If this sounds familiar, it’s because it should. Gaming disorder is not much different than other addictions ranging from drugs to gambling, Poznyak said. But this does not mean that everyone who goes on a video game bender from time to time is to be considered a gaming addict. In fact, “Millions of gamers around the world, even when it comes to the intense gaming, would never qualify as people suffering from gaming disorder,” Poznyak said.

The Gaming Industry Is Huge

As it stands, there are more than 2 billion people across the globe playing video games. It is a pastime that has garnered the attention, for better or worse, of around two-thirds of the United States population, according to the Entertainment Software Association.

A recent Global Games Market Report shows the ravenous appetite for gaming is set to generate over $137 billion in 2018 – not including gaming consoles. This represents a more than 13 percent increase from last year. And there is no sign of a slow down. The report shows that game revenues could hit $180 billion by 2021. To put this into perspective, drug users in the United States spend approximately $100 billion every year.

But Is Video Game Addiction Is As Strong As Drug Addiction?

Considering the upswing in gaming revenues, it makes sense that some mental health professionals have compared addictions to technology to hard drugs. Last year, a report showed that some people (mostly children) were being entered into “digital technology” treatment programs to break their junkie mentalities. Seriously, there are now rehabilitation centers popping up in some states dedicated to caring for Smartphone addicts.

Most addiction experts say it does not matter whether it is drugs or video games — addiction is addiction.

“When people tend to look at addiction, their eyes tend to be on the substance or thing—but really it’s a pattern of behavior that can manifest itself in a number of different ways,” treatment specialist Mandy Saligari said in an interview with The Independent.

Some mental health pros argue that the situation with video game addiction is only getting worse.

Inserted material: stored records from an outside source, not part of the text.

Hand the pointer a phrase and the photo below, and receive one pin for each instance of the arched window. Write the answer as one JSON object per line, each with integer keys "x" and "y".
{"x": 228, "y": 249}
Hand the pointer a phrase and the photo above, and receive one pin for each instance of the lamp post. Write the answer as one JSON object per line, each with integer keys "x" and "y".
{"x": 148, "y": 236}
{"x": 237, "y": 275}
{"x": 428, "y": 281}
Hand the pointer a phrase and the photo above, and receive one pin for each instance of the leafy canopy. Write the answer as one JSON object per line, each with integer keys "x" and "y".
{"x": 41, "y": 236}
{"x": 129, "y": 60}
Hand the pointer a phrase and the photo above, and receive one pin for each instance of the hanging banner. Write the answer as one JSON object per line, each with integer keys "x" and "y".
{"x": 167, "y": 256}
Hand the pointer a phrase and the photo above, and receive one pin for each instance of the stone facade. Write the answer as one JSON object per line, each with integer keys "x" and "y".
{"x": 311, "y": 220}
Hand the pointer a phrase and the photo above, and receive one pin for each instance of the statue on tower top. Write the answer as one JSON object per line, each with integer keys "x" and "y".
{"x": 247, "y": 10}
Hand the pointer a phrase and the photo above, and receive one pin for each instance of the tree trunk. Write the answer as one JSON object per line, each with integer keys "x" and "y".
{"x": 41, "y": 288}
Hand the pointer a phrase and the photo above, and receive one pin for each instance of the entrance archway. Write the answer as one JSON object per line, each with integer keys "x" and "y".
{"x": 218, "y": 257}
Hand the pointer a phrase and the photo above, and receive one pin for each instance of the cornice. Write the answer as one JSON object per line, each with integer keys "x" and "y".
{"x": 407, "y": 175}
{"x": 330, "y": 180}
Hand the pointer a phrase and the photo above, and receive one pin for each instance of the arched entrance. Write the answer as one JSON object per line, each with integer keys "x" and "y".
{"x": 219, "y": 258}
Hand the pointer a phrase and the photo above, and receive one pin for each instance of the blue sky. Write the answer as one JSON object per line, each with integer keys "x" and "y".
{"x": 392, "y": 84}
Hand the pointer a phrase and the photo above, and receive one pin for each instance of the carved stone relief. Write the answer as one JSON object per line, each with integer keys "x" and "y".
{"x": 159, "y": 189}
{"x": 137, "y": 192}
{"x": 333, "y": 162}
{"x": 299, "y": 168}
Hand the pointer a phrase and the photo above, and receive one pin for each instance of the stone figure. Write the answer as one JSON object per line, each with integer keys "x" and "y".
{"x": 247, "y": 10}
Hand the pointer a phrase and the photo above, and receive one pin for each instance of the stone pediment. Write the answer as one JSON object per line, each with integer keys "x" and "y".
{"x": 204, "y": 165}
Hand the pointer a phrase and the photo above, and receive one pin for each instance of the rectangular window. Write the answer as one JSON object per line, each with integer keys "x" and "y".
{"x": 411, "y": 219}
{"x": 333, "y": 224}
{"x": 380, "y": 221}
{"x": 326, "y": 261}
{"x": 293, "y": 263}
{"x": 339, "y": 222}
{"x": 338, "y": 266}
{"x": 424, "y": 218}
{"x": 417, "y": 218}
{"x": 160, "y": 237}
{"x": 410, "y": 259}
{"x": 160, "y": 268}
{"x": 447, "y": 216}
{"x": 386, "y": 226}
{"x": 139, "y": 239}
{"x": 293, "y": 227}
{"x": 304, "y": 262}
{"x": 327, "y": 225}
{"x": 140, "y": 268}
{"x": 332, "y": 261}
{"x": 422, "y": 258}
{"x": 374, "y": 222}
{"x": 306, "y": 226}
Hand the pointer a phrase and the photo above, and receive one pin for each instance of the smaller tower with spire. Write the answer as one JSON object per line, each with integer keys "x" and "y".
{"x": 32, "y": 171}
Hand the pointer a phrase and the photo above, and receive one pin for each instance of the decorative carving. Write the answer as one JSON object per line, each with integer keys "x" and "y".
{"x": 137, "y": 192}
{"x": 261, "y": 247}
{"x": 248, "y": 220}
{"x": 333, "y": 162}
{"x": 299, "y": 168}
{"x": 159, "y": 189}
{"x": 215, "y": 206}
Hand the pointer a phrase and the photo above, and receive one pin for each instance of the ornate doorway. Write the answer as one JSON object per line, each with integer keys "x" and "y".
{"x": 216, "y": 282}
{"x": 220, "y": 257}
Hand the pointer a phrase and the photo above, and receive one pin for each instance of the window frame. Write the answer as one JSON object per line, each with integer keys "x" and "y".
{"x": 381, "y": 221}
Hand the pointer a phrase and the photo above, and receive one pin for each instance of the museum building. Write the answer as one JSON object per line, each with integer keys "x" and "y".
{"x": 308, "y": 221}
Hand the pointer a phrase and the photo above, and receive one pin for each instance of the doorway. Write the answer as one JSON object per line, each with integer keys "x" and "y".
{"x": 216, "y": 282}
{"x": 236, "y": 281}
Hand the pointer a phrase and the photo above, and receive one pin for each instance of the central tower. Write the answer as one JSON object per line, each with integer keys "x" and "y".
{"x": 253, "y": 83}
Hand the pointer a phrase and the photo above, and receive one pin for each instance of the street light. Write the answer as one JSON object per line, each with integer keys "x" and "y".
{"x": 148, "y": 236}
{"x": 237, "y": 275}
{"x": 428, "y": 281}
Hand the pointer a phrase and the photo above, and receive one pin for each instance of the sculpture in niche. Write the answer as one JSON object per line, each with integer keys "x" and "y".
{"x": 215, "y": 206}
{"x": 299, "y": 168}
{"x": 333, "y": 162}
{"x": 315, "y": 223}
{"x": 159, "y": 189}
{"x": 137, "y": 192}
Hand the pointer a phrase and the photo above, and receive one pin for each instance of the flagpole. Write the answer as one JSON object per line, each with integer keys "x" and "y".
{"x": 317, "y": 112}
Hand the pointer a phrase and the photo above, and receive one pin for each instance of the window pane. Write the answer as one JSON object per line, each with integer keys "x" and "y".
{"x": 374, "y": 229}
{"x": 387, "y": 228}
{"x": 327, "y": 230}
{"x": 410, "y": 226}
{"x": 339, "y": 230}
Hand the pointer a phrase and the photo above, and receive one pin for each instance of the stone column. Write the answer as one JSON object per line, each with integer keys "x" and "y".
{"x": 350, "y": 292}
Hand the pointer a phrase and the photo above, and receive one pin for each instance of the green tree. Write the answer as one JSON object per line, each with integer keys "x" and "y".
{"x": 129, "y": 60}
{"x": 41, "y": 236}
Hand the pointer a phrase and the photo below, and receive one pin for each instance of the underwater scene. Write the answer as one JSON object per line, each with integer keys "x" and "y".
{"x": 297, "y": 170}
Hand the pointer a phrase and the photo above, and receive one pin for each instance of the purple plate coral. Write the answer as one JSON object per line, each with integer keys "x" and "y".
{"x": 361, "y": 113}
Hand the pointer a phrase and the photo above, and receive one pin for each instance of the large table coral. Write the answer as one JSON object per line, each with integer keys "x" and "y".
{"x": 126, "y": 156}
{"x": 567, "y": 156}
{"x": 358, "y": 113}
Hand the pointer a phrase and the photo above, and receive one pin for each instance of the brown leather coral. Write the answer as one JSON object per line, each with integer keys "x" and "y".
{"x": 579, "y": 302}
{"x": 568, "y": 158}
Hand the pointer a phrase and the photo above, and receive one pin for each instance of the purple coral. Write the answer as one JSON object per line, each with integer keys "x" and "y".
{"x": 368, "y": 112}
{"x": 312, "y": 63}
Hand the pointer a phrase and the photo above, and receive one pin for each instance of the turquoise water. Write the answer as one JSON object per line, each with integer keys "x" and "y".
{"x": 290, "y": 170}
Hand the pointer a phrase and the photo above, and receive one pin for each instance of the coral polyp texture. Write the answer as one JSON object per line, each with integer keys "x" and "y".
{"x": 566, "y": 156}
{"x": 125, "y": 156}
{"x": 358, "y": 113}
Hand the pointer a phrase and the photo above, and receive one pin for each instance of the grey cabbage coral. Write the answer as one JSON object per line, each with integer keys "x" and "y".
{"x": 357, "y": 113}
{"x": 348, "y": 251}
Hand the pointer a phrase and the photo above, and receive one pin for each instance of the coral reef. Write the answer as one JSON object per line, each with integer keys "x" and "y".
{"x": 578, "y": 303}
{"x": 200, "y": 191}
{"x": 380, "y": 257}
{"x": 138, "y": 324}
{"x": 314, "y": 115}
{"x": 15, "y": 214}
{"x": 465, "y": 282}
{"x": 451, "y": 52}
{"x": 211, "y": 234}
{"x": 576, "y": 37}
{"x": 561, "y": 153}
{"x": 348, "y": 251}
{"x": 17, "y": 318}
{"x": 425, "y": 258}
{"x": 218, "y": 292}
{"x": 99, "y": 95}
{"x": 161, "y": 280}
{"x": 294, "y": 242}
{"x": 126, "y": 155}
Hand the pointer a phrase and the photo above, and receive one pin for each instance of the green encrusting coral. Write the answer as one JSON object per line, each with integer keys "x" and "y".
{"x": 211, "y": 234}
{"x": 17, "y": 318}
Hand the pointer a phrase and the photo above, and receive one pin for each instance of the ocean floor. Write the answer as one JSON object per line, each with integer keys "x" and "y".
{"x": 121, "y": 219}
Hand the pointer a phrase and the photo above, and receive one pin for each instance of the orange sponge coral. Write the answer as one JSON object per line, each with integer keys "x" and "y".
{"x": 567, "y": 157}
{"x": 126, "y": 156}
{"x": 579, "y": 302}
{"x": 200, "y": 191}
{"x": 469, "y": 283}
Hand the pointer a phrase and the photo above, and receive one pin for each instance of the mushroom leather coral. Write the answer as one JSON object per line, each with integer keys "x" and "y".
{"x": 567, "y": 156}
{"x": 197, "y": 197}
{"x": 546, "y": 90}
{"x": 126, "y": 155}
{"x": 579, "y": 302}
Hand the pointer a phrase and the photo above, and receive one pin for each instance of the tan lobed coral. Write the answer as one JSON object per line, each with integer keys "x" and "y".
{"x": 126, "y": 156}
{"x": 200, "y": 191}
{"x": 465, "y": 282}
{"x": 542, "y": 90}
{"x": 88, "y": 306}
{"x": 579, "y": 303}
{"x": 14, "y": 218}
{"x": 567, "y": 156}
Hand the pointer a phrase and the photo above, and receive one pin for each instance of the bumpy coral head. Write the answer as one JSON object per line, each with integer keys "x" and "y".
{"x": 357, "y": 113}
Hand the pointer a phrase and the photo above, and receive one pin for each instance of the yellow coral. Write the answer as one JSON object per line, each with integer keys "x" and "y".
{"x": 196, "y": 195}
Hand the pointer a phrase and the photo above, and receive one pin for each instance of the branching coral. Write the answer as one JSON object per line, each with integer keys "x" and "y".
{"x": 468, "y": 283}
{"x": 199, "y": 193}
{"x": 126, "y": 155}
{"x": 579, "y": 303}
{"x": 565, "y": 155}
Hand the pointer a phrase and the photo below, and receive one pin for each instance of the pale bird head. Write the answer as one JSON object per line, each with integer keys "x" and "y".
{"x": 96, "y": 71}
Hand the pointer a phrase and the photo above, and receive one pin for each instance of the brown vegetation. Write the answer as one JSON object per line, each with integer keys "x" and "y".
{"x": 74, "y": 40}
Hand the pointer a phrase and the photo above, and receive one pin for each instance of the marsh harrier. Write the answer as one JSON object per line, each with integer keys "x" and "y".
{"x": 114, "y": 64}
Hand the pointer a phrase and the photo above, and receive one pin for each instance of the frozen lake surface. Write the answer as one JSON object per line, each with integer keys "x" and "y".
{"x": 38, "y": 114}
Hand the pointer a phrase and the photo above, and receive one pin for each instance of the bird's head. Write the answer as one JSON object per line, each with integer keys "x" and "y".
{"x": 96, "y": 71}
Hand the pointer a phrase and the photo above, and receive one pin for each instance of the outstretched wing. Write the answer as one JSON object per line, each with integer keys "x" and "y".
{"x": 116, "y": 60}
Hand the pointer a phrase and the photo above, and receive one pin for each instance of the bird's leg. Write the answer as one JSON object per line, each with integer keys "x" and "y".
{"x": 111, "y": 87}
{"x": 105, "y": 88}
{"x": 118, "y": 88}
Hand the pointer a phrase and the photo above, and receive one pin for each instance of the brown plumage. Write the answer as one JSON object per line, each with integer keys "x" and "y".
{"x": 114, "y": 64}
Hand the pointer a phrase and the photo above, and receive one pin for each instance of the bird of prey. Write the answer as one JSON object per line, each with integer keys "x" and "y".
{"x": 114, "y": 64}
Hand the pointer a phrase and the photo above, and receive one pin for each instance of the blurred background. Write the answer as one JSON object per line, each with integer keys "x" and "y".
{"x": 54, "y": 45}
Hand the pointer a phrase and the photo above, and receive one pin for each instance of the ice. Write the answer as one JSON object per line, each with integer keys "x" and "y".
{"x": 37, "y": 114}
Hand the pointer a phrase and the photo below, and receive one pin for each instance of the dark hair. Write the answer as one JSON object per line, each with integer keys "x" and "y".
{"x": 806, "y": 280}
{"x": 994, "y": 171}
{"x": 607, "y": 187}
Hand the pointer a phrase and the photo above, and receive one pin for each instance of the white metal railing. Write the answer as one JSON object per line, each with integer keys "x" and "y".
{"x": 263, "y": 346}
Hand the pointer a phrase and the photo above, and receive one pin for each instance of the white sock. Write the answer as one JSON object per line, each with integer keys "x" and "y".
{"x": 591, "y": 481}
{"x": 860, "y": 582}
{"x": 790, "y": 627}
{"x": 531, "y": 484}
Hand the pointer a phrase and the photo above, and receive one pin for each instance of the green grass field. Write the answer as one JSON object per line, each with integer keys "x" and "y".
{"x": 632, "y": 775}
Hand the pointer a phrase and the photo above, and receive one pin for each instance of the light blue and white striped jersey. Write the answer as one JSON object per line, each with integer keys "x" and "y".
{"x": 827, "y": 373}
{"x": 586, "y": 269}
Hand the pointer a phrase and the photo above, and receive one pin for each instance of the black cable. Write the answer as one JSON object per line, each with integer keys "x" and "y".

“I have patients who come in suffering from an addiction to Candy Crush Saga, and they’re substantially similar to people who come in with a cocaine disorder,” Dr. Levounis told the NYT. “Their lives are ruined, their interpersonal relationships suffer, their physical condition suffers.”

Although some studies have shown that around 9 percent of young gamers become addicted, not all mental health experts are buying into all of this gaming disorder business. Some say that excessive video game use is really just a coping mechanism for issues like anxiety and depression. But once those issues are dealt with, video game time has a tendency to decline in those self-proclaimed gaming addicts who seek treatment for this condition.

But here’s the kicker. Even with “gaming disorder” being considered a legitimate mental health issue, this does not mean those afflicted with the condition are going to start getting better. It seems that while psychologists and therapists might be quick to take a patient’s money in exchange for gaming addiction treatment, they are just flying by the seat of their pants. There are no guidelines for handling people diagnosed with this disorder.

“We don’t know how to treat gaming disorder,” Nancy Petry, a psychology professor and addiction professional at the University of Connecticut, told the NYT. “It’s such a new condition and phenomenon.”